At Jefferson High School, change came because little worked anymore. The Cedar Rapids, Iowa, school’s cafeteria hadn’t been updated since 1957; students followed two long serving lines to a closed kitchen pumping out trays of premade food, and many were going off campus for lunch. “We were really struggling,” says Suzy Ketelsen, food and nutrition department manager for Cedar Rapids Community School District.

Jefferson finally was able to upgrade that infrastructure, replacing the serving lines with five entree stations, a fruit and vegetable station and six cashier lines. Not only have the changes sped up dining services’ ability to serve students—about 400 in seven minutes—but the structure allows for the school to use more fresh produce.

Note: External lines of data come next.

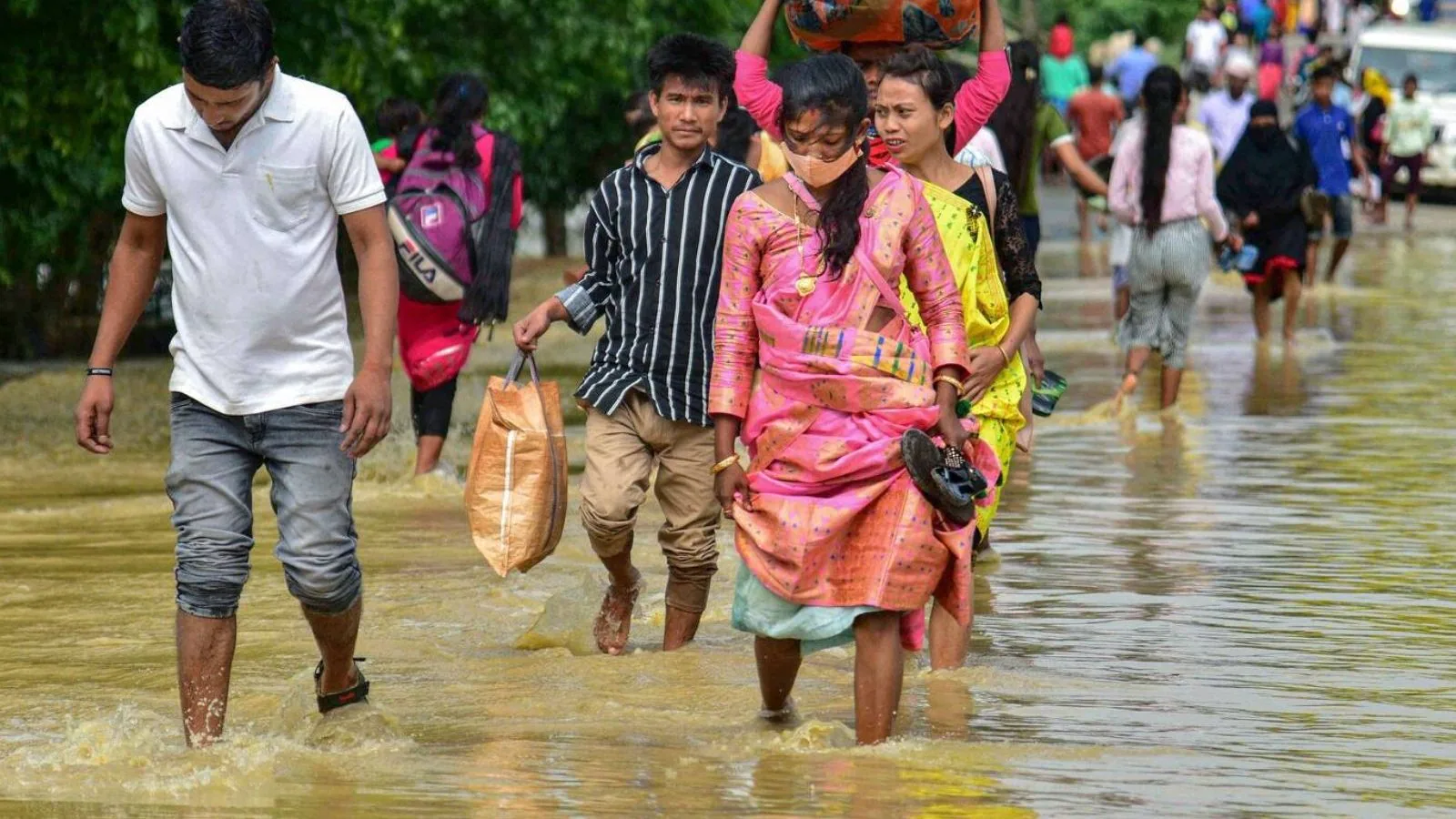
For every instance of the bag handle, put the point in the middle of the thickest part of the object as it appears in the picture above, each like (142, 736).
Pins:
(521, 359)
(983, 172)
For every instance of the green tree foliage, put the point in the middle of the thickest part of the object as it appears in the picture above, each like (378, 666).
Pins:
(1097, 19)
(72, 72)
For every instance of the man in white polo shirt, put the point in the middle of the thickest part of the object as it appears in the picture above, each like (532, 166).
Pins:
(244, 171)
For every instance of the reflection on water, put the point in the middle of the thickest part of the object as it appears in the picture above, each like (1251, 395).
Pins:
(1241, 606)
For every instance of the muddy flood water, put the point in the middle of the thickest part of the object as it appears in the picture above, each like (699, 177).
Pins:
(1239, 610)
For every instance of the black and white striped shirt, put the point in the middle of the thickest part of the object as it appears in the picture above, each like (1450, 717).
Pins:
(655, 266)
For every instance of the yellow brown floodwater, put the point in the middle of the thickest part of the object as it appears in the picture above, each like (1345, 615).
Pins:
(1241, 610)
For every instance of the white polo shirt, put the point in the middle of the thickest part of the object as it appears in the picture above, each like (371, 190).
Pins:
(252, 232)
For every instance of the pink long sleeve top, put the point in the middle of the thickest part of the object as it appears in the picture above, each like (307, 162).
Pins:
(1190, 182)
(975, 102)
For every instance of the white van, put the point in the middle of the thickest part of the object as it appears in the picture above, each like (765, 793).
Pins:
(1429, 51)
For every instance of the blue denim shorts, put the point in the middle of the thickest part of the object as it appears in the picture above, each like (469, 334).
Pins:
(1341, 217)
(210, 482)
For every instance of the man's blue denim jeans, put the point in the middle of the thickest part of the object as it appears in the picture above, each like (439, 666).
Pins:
(210, 482)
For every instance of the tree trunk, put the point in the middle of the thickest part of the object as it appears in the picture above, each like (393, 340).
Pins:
(1030, 24)
(555, 227)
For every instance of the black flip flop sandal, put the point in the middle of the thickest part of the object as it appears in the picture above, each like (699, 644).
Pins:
(359, 693)
(944, 477)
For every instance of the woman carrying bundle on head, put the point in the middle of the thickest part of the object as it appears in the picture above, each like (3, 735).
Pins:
(975, 101)
(980, 227)
(837, 542)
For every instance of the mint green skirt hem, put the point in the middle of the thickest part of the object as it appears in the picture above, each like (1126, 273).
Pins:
(759, 611)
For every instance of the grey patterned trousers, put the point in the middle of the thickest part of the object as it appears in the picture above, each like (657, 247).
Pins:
(1167, 273)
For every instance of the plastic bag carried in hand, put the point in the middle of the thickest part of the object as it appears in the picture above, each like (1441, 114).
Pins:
(516, 487)
(826, 25)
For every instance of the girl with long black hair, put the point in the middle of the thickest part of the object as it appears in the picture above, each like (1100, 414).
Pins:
(436, 339)
(1162, 182)
(837, 544)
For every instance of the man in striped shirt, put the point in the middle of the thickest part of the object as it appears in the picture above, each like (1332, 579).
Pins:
(654, 251)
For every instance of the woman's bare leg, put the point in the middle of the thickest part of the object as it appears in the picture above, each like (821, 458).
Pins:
(1293, 288)
(950, 640)
(1261, 309)
(427, 455)
(1172, 382)
(878, 675)
(779, 663)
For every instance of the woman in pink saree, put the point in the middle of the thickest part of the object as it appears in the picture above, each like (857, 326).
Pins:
(819, 370)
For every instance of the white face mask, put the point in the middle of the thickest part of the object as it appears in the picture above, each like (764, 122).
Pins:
(817, 172)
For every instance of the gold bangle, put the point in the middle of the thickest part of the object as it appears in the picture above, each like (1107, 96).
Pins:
(723, 465)
(957, 383)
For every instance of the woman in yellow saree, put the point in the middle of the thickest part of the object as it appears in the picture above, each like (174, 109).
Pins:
(819, 369)
(979, 223)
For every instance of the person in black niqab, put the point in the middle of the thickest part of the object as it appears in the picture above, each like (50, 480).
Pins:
(1263, 186)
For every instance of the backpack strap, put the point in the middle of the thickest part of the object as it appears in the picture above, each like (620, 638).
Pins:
(987, 178)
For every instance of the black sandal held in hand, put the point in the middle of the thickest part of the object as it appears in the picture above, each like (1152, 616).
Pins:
(944, 477)
(353, 695)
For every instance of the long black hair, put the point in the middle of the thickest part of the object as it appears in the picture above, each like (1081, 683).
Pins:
(917, 65)
(459, 104)
(1016, 116)
(834, 86)
(1162, 94)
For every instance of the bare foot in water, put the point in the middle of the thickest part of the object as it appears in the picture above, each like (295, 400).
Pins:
(613, 622)
(1127, 388)
(784, 717)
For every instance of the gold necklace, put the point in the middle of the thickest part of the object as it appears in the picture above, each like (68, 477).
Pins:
(807, 281)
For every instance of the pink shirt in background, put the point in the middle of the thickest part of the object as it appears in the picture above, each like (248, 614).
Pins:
(975, 102)
(1190, 182)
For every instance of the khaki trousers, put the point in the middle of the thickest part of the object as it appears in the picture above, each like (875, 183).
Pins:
(622, 450)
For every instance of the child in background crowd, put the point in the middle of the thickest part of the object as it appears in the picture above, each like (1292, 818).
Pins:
(395, 116)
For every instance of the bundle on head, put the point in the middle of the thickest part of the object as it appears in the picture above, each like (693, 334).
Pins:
(834, 86)
(459, 106)
(1162, 94)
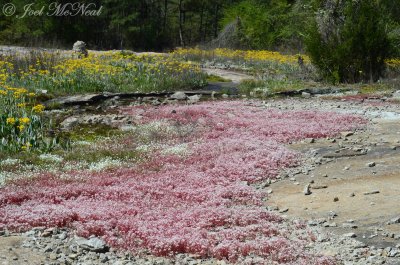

Like Jefferson, University of Michigan Dining leapt from “cook-and-park” stations to moveable kiosks for the award-winning 2015 redesign of its South Quad dining hall. Chefs now cook and plate on-site, offering trendy concepts like sushi and barbecue.  “Scoop-and-serve dining doesn’t work for this generation,” Mangan says.

That statement doesn’t just apply to younger diners. Habour’s Edge, a retirement community in Delray Beach, Fla., had the same idea when it undertook renovations last year, adding a fine-dining restaurant with a show kitchen where chefs cook and plate food a la minute.
Harbour’s Edge Director of Culinary Services Tim D’Antuono says diners were looking for more of a restaurant atmosphere, while his cooking staff was able to recommend the right equipment. This kind of feedback was crucial to all three renovation projects, allowing Harbour’s Edge to make thorough upgrades and create fresh concepts.

Mangan advises ensuring a new concept’s longevity with features like wheeled stations and flexible-use equipment, since most operators only have the money to renovate every 30 or 40 years. Meanwhile, he says, “The world keeps changing.”